L’armée congolaise (FARDC) a récemment alerté sur l’activisme persistant de la milice Mobondo dans le territoire de Kwamouth, province du Maï-Ndombe, considéré comme l’épicentre de ce mouvement armé. Malgré des avancées notables dans d’autres zones comme le Kwango, où plusieurs centaines de miliciens ont accepté de se rendre, la menace reste vive à Kwamouth, où l’armée mise principalement sur la sensibilisation et les appels à la reddition des miliciens réfractaires plutôt que sur une opération militaire massive immédiate.
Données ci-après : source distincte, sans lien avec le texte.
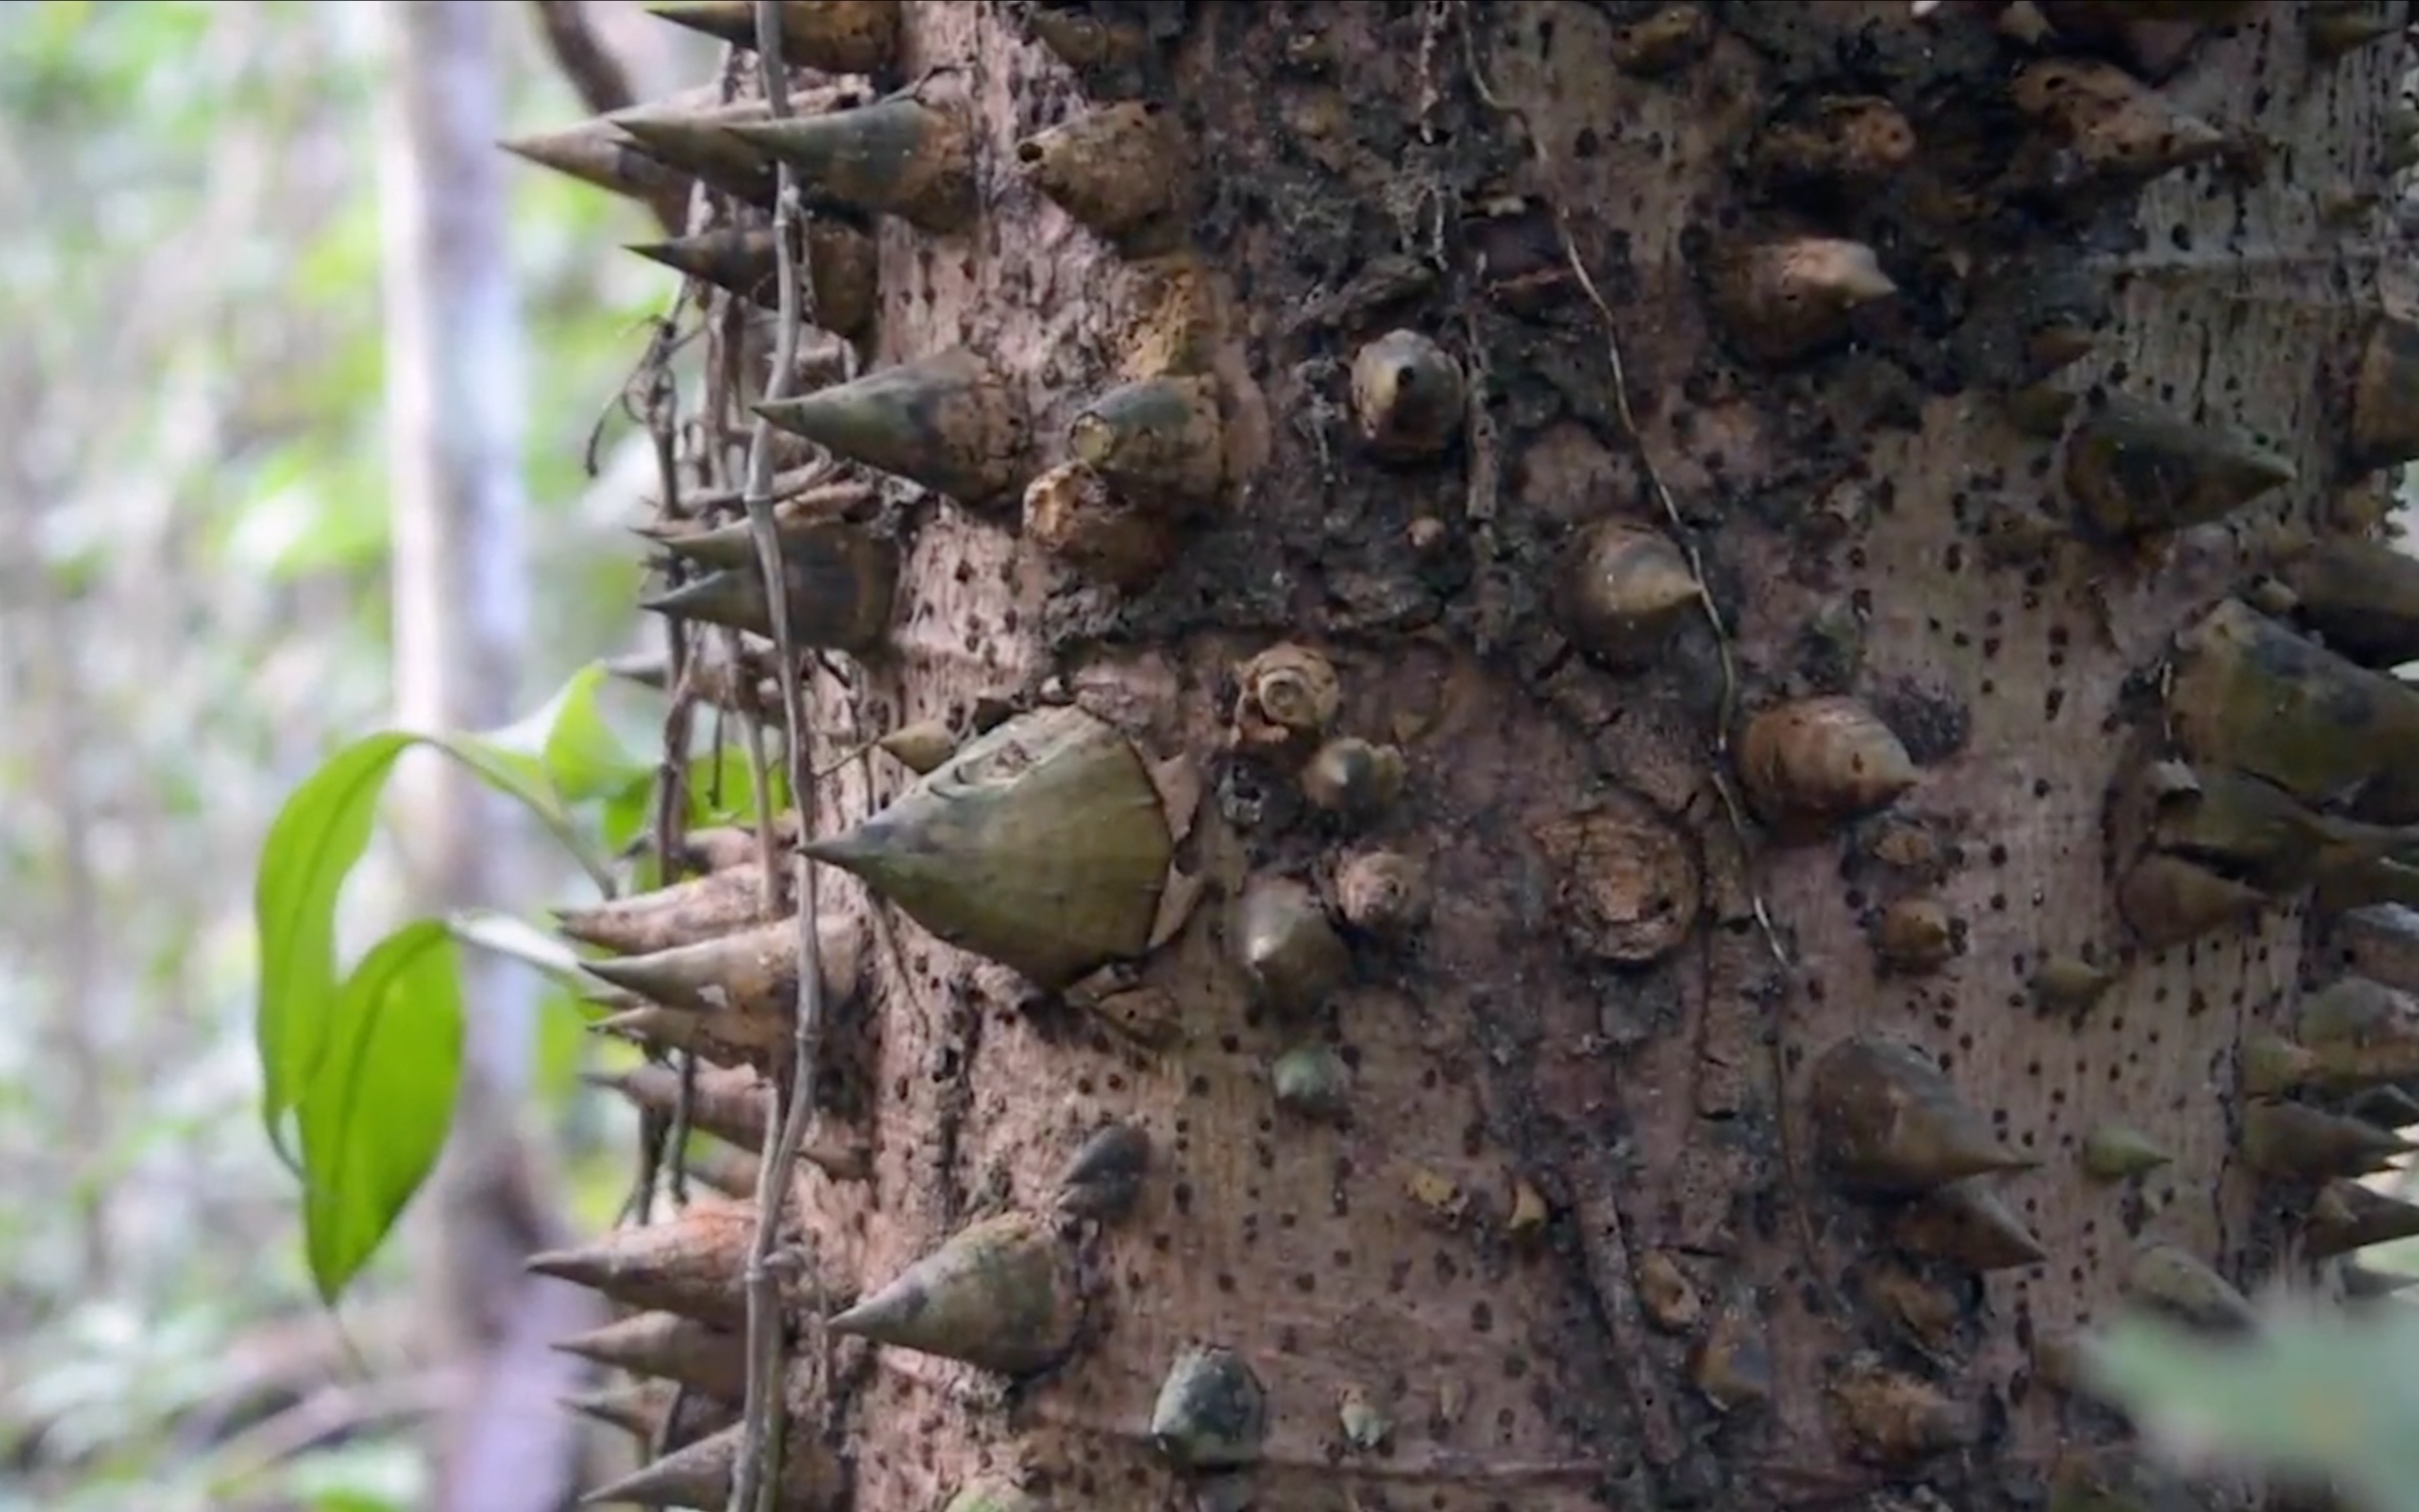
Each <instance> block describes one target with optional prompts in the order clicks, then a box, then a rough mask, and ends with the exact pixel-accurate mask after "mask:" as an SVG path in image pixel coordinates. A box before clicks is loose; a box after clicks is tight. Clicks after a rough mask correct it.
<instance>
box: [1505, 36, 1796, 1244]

La milice Mobondo est apparue vers 2022 dans le cadre d’un conflit foncier et intercommunautaire opposant principalement les communautés Yaka (dont sont issus la plupart des miliciens) et Teke.
Le nom « Mobondo » fait référence aux fétiches (amulette ou rites spirituels) que portent les combattants, censés les rendre invulnérables aux balles. Les violences ont commencé par des attaques contre des villages, des pillages et des massacres, souvent à la machette, avant que les miliciens n’acquièrent progressivement des armes à feu. Le conflit a causé plusieurs milliers de morts (plus de 5 000 selon certaines estimations) et des centaines de milliers de déplacés. Il s’est étendu à d’autres provinces (Kwilu, Kwango, parties de Kinshasa comme Maluku) et a pris des allures de rébellion avec des attaques directes contre les FARDC.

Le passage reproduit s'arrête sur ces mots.